European Games – Kubb

european-games-sweden-kubb-pictureEquipment
Ten kubbs (rectangular wooden blocks 15 cm tall and 7 cm square on the end),
One king (a larger wooden piece 30 cm tall and 9 cm square on the end, sometimes adorned with a crown design on the top)
Six batons (30 cm long and 4.4 cm in diameter),
Six field marking pins (four to designate the corners of the pitch, and two to mark the centreline).

 

1. Beginning
Sticks must always be thrown vertically and underarm. “Helicopter” throws are not allowed!

To decide which team starts, one person from each team throws a stick as close to the king as possible, but without hitting it. The team with the stick closest to the king starts.

For the first turn only, 4 sticks (not 6) are thrown from behind the baseline at the opponent’s baseline Kubbs.

2. Subsequent turns
Each turn (except the first) consists of potentially 4 phases.

When throwing at Kubbs, sticks must be thrown from behind the “throwing line” which just means from behind the Field Kubb closest to the opponent’s side.

Put more technically, the Throwing Line is a line parallel with the baseline that passes through the nearest Kubb to the Middle Line on the player’s side. Obviously, if there are no field Kubbs (because the opponents managed to topple every field Kubb during their turn), then the nearest Kubb to the King is on the baseline and so the throwing line IS the baseline.

Phase 1 – Throwing the Kubbs

Players collect any Kubbs that were knocked over during the opponent’s turn. These Kubbs are then thrown from the baseline into the opponents half of the court.

If a Kubb comes to rest outside the opponent’s half of the court, players have one more chance to get it right – it must be retrieved and thrown again. If a Kubb fails to land in the required area for a second time, then the opponents can place the miscreant Kubb anywhere they like on their side of the court, although it must be at least one stick length away from the King.
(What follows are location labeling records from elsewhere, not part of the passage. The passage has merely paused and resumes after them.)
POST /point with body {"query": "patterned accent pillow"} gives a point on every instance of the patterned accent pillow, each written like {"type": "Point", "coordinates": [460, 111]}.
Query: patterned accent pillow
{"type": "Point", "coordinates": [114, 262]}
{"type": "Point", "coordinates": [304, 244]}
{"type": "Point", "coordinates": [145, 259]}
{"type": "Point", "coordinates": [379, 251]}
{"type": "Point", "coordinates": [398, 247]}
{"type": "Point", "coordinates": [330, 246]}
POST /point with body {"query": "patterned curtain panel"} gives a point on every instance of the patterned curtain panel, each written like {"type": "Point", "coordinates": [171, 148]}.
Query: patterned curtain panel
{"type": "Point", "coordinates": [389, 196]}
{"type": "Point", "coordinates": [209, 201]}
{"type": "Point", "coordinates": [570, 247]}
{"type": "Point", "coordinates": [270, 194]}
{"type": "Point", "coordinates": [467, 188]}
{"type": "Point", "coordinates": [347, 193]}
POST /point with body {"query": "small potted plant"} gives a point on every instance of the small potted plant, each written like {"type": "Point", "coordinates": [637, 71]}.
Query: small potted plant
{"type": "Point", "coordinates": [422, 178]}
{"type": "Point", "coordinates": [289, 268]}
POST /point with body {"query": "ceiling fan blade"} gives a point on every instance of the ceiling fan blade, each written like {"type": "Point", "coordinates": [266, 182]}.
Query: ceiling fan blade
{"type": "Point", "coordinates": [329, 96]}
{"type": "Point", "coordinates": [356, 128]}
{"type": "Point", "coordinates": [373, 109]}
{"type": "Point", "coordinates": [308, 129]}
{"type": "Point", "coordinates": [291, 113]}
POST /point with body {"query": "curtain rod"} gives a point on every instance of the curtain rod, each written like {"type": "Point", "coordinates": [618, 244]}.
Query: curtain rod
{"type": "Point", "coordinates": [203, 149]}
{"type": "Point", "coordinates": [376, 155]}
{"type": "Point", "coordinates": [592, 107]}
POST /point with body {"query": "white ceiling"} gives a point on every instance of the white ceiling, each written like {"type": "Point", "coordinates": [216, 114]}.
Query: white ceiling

In doing this, players are usually aiming to make the Kubbs land just beyond the middle line because the nearer the Kubbs are, the easier they are to topple in the next phase of the turn.

Phase 2 – Field Kubbs

The next phase is to throw sticks at the opponents field Kubbs – i.e. the Kubbs that are not on the baseline. Players must throw from behind the Throwing Line (see above).

If a baseline Kubb is toppled before all the field Kubbs have been toppled, then the baseline Kubb is immediately returned to an upright position.

It is imperative that all Field Kubbs are toppled because otherwise, the opponents will be able to throw from a much closer point (behind the nearest Field Kubb instead of the Baseline) during their next turn. For that reason, a good strategy is to aim at the nearest Kubbs first – so that if any Field Kubbs are not toppled, at least the opponents will be as far away as possible.

Phase 3 – Baseline Kubbs

If there are any sticks left over once all the field Kubbs in the opponents half have been toppled, the players then aim at the Kubbs on the baseline. Players must continue to throw from behind the Throwing Line (see above).

Phase 4 – The King

If there are any sticks left over once all the Kubbs (field and baseline) on the opponents side have been toppled, then players may aim at the King. When throwing at the King, players must throw from behind the baseline.

When the team has thrown its 6 sticks, the turn passes back to the first team, and the entire procedure is repeated.

3. Winning

If the King is knocked over by a thrown Kubb or by a stick before all the Kubbs on the opponent’s side have been toppled, then the team that knocked it over loses and their opponents have won.

Otherwise, the game is won by the team that first topples all the sticks on the opponents half of the court and then topples the King from behind the baseline.

If the king is knocked over before all the kubbs have been knocked over, the opposing (non-throwing) team wins.